The Sandworm Team, a cyber group based in Russia, is widely believed to have been behind the BlackEnergy (BE) malware attack impacting approximately 225,000 Ukrainian customers. Using the Crash Override (or ‘Industroyer’) malware frameworks the Sandworm Team sent malicious commands to the programmable logic controllers (PLCs) at the Ukrainian power plants that bricked these devices with malicious firmware so that they could no longer be reprogrammed to work properly. They also disabled their telephone communications at the utility, which successfully thwarted a coordinated response to the malware attack.
This was similar to the Stuxnet attack that embedded itself into the Natanz nuclear facility in Iran and evaded detection. Once they gain entry, these threats are persistent in the network. Even if removed from one machine, the malware will simply move to another endpoint on the network. This type of malware deletes logs and hides its tracks, so you cannot detect their presence.
The BlackEnergy attack impacted PLCs, remote terminal units (RTUs) and other SCADA (supervisory control and data acquisition) devices that are essential to running power plants and other large industrial facilities. These tiny embedded computers at the edge of the utility company’s network perform dedicated functions such as controlling the speed of a turbine, operating generators, transformers, cooling towers, and smart grid sensors.
It can be assumed that most advanced nations have their own advanced persistent threat (APT) force or hacking groups that are looking for these vulnerabilities in critical infrastructure around the world.
What saved the Ukrainians was that they had continued to conduct manual operations of their power plants alongside the automatic operations that characterize most modern power plants. Because of this they were able to switch the plants over to manual control as a stopgap solution for their control network being down. This allowed them to stay somewhat operational while they investigated and contained the malware threat.
In the US we haven't used manual operation for several decades. The people with knowledge of how to manually operate a power plant are long gone. If we had to fall back on manual power, we would be extremely vulnerable to this type of attack.
A Last Line of Defense Solution is Needed
In addition to a comprehensive end-to-end defense, a last line of defense is needed to protect our power plants’ vulnerable devices. This last line of defense should sit in front of devices and validate the commands going to them. So, if a PLC is getting a command to turn its motor on and off, that command is actually being validated in real-time.
This provides operators with the ability to create a whitelist of allowed commands for controllers, while preventing and/or alerting on any commands that fall outside of what is allowed.
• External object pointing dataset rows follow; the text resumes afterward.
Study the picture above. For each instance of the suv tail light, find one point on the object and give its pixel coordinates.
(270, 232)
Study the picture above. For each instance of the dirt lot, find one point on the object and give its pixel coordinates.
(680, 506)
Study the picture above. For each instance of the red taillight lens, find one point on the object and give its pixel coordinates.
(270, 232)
For example, restricting equipment from accepting commands exceeding a certain range because the consequences could be catastrophic.
This solution should be easy to implement, seamlessly fitting into the control environment, to shield critical infrastructure against cyberattacks without interruption. It should surpass the basic firewall, perimeter and signature-based defense, extending protection to SCADA and other networked system endpoints using protocol-specific parsing and whitelisting to assure data integrity.
3eTI’s CyberFence CIP series acts as a last line of defense to protect these industrial devices that are vulnerable. It sits in front of them and validates all of the commands going to that controller.
Malware response needs to be examined as part of a holistic risk assessment within a complete end-to-end solution. No single device can solve all of the problems described above; only a last line of defense approach will provide the requisite protection and should be used as part of a robust and layered cyber-physical defense.